Standard I-am-not-a-doctor disclaimers aside, this is my understanding of the whole deal. The reason why cancer patients need bone marrow donation is that chemo/radiation compromises, weakens or kills most of their own marrow and leaves them dangerously (even fatally) vulnerable to infection because without the marrow to produce white blood cells, their immune system is essentially nullified. So it used to be they would sink a gigantic (and excruciatingly painful) needle into a healthy person’s hipbone and extract a mass of marrow and turn around and inject that into the person who had chemo, and let the healthy marrow make white blood cells in its new location. Fortunately for me, they have come up with another way to achieve the same basic results, which is to dose the donor with Filgrastim, which triggers the body to do two things it doesn’t normally do: produce excess bone marrow stem cells, and dump those excess cells into the bloodstream. After five days of that, there’s a substantial mass of stem cells floating free in the donor’s blood stream and the donor can be hooked up to a non-nightmare-sized needle (depending on the relative nightmarishness associated with a person’s innate trypanophobia, I suppose) in a vein. So its equivalent to giving blood, except that it takes four or five hours as all of your blood goes out through the tube connected to the needle (though not all at once, obviously), and circulates through a machine that centrifuges out the stem cells, and then gets pumped back into your body along with a little extra to make up some of the unavoidably lost volume. OK, so it’s nothing like popping into the Bloodmobile but at least it’s a point of reference.
Anyway, the appointment this morning was more or less a non-event, as they took my temperature (normal) and blood pressure (normal) and asked how I was feeling (as a pre-injection baseline) and then shot me up, once in the back of each arm. The needles were actually an incredibly fine gauge, which was a pleasant surprise, and then the nurse said “There’s going to be a little bit of burning as it goes in but that fades pretty quickly,” and son of a GOAT she was right about that, happily so on the second half. Then they gave me a bottle of Tylenol and told me to take 2 every 6 hours whether I felt like I needed it or not, because I was definitely going to need it eventually and if I waited too long then I would wish I had started sooner.

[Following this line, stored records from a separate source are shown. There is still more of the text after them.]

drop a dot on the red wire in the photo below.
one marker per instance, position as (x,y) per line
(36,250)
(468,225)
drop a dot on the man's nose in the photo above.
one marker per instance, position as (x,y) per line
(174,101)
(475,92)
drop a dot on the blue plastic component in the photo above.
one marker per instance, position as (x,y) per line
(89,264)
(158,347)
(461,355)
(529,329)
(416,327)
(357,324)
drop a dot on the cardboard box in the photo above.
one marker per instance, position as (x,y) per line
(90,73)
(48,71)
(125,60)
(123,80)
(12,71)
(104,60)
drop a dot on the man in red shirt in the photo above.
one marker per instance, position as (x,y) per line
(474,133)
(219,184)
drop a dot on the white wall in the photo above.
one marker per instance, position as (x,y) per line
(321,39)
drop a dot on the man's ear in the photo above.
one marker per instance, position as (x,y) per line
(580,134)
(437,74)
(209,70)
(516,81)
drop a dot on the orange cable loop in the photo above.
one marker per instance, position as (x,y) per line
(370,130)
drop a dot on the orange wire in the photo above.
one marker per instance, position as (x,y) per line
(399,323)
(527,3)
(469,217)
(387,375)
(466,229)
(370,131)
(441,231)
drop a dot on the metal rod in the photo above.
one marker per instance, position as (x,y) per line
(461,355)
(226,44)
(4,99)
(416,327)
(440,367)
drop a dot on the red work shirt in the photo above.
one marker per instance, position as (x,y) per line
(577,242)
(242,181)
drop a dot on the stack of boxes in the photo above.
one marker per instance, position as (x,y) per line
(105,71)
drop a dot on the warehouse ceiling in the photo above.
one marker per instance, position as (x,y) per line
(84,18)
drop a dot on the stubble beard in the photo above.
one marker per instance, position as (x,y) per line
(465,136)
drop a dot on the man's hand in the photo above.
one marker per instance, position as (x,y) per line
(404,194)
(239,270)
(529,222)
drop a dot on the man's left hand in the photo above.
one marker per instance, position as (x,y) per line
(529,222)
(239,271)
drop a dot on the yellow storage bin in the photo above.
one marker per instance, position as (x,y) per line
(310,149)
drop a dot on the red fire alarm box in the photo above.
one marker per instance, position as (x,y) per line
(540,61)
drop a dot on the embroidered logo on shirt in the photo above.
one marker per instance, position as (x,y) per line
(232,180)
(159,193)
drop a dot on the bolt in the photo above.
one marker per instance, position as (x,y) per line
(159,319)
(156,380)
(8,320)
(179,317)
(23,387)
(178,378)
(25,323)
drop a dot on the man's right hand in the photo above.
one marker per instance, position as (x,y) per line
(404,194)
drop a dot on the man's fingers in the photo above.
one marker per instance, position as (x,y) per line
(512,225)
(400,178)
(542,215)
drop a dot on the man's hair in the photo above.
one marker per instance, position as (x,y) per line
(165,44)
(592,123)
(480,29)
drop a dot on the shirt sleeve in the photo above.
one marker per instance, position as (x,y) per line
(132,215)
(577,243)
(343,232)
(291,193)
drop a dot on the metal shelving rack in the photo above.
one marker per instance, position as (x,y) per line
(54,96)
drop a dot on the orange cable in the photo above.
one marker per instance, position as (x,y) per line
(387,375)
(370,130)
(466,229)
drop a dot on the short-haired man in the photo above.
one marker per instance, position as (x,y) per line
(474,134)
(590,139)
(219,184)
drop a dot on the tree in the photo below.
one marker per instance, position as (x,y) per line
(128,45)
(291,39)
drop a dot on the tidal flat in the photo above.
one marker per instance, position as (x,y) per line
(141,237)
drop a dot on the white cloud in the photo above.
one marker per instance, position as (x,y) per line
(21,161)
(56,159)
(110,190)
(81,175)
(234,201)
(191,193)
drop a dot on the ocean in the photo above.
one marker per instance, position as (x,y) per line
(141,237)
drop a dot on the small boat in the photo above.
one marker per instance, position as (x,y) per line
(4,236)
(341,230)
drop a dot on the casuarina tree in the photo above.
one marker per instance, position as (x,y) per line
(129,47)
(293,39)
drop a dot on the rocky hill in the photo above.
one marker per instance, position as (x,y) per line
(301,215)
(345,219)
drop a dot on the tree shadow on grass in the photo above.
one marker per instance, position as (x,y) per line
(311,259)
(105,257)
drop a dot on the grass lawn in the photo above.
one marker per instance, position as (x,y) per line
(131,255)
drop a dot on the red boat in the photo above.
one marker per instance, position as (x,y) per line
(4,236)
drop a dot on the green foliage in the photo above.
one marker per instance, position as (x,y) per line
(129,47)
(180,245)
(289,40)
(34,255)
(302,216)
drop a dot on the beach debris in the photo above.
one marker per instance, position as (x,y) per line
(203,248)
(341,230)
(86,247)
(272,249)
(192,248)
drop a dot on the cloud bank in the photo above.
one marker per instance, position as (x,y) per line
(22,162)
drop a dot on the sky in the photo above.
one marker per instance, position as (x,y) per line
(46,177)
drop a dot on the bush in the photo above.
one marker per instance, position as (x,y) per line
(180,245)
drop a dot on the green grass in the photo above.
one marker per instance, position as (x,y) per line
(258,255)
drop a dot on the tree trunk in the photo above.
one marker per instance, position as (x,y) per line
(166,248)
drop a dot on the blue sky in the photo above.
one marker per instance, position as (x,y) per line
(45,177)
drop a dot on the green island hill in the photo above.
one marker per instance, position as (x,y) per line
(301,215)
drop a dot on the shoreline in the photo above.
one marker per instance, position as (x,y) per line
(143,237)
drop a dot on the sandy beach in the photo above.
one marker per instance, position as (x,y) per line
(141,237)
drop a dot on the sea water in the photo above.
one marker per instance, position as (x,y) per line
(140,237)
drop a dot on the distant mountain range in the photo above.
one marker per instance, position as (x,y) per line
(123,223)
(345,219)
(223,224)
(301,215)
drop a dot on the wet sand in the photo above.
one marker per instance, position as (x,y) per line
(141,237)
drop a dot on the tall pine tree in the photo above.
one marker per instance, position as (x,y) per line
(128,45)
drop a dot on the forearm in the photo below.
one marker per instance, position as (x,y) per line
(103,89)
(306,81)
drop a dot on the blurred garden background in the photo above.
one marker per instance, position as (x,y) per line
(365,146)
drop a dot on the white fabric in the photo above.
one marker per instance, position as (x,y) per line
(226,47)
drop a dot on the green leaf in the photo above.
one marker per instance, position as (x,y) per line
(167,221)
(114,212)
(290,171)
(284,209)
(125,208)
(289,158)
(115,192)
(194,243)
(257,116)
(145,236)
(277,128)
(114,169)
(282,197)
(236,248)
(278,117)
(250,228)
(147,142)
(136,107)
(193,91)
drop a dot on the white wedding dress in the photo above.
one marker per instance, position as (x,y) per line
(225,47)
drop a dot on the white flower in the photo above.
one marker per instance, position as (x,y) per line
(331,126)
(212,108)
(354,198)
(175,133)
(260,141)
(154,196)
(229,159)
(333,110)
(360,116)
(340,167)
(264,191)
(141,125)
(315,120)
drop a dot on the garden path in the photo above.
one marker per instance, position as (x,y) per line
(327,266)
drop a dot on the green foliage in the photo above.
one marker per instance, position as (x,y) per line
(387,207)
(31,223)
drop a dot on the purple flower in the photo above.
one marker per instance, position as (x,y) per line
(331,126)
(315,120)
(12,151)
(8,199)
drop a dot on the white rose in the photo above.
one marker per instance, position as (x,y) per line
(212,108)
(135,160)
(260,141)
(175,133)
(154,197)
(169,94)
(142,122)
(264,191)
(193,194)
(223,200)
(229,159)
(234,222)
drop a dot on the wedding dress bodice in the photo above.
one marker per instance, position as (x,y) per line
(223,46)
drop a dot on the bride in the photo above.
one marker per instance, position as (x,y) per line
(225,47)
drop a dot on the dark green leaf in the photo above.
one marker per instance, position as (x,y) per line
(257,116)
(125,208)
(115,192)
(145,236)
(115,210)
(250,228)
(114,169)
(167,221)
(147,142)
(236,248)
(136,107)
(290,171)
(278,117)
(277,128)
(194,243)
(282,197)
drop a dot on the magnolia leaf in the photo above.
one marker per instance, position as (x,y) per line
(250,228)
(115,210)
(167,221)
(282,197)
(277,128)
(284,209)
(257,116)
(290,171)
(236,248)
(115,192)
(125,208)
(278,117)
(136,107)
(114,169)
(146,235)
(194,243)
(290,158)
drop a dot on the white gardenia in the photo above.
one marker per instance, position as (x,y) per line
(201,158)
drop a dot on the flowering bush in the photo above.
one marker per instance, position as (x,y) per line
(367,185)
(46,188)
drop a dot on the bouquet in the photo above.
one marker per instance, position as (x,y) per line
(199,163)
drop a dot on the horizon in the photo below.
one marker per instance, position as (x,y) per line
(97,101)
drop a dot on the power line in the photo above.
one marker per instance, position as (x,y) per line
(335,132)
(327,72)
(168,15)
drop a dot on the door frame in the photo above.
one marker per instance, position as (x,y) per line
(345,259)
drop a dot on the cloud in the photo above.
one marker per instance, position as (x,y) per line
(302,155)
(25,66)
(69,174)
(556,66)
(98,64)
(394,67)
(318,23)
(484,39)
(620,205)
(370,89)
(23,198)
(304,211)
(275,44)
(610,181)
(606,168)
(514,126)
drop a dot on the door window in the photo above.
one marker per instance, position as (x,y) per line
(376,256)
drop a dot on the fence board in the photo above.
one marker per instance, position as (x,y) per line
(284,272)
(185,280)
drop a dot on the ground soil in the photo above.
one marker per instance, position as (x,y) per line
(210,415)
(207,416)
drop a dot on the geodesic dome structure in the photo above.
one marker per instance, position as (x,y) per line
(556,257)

The whole scenario is pretty conceptually strange. I’m a big fan of modern science and its capacity to fix things; it may not be a cure-all and certainly needs certain reasonable constraints, but I’d rather live with it than without it. But there’s something fundamentally … I hesitate to say “perverse”, but twisted at least, that in order to fix someone else who is broken, science is going to break them even more (chemo) and then break me a little bit, too. Because I generally think of medical science as being concerned with getting things back to normal: you have too much cholesterol, so we’ll give you drugs to bring you in line, with “too much” and “in line” being judged against the average of everyone else which delimits “normal”. Now I find myself willingly going along with a plan to make myself temporarily abnormal, pushing one of my bodily processes beyond the range of average. And hey, I’m not regretting the decision in any way, I’d say I’m past willing and well into committed, but I’ve also read enough sci-fi in my day to know what happens when scientists have the hubris to try to push the boundaries and remake nature’s handiwork to conform with their own visions. I know how that can escalate out of control …

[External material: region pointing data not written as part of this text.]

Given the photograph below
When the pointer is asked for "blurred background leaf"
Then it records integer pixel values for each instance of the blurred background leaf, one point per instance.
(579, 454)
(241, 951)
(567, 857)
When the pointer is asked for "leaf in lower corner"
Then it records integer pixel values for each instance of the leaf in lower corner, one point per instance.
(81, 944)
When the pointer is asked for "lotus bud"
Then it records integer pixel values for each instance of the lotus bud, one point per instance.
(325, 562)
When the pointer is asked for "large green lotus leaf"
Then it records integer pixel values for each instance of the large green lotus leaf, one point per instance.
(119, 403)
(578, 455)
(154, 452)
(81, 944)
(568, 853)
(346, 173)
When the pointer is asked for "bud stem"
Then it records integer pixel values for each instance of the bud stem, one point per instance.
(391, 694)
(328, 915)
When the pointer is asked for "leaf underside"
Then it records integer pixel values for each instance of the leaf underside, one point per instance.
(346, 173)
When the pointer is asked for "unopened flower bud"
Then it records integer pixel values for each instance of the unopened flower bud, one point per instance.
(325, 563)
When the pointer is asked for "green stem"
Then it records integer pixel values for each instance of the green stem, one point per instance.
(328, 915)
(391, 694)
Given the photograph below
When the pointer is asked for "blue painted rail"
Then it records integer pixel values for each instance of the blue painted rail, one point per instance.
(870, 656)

OK, maybe I’m not really anxious about biomorphing into some kind of uncontrollable living engine of destruction. I am not exactly, in point of fact, an experiment, either, since this technique has been in use for quite a while. I am a little apprehensive about known side-effects, though, I must admit. It all boils down to “it’s not gonna kill you, but it may make you feel like crap.” All the usual fineprint type of stuff, of course, like nausea and dizziness and skin rashes and such. Plus a deep ache in the bones as the marrow gets worked into unpaid overtime, hence the admonition to start sucking down Tylenols sooner than later. My plan is to just tough it all out, have a normal weekend, come in to work on Monday, and then take Tuesday off to let them do the collection in the morning and then just chill in the afternoon. But in reading over the info sheet they gave me today, I’m less than 100% confident in that plan. It’s still my intention, but the info sheet made various unsettling allusions to the availability of prescription narcotics if the pain got so bad I couldn’t sleep (WHAT THE WHAT.) and also a number for 24 on-call physician, you know, “just in case”. (Uh … huh …)
So yeah, we shall see. Every deviation from the norm is an opportunity for adventure, though. And assuming I can keep myself from freaking out every time I feel a slight twinge anywhere in my body, I’m sure everything will work out fine.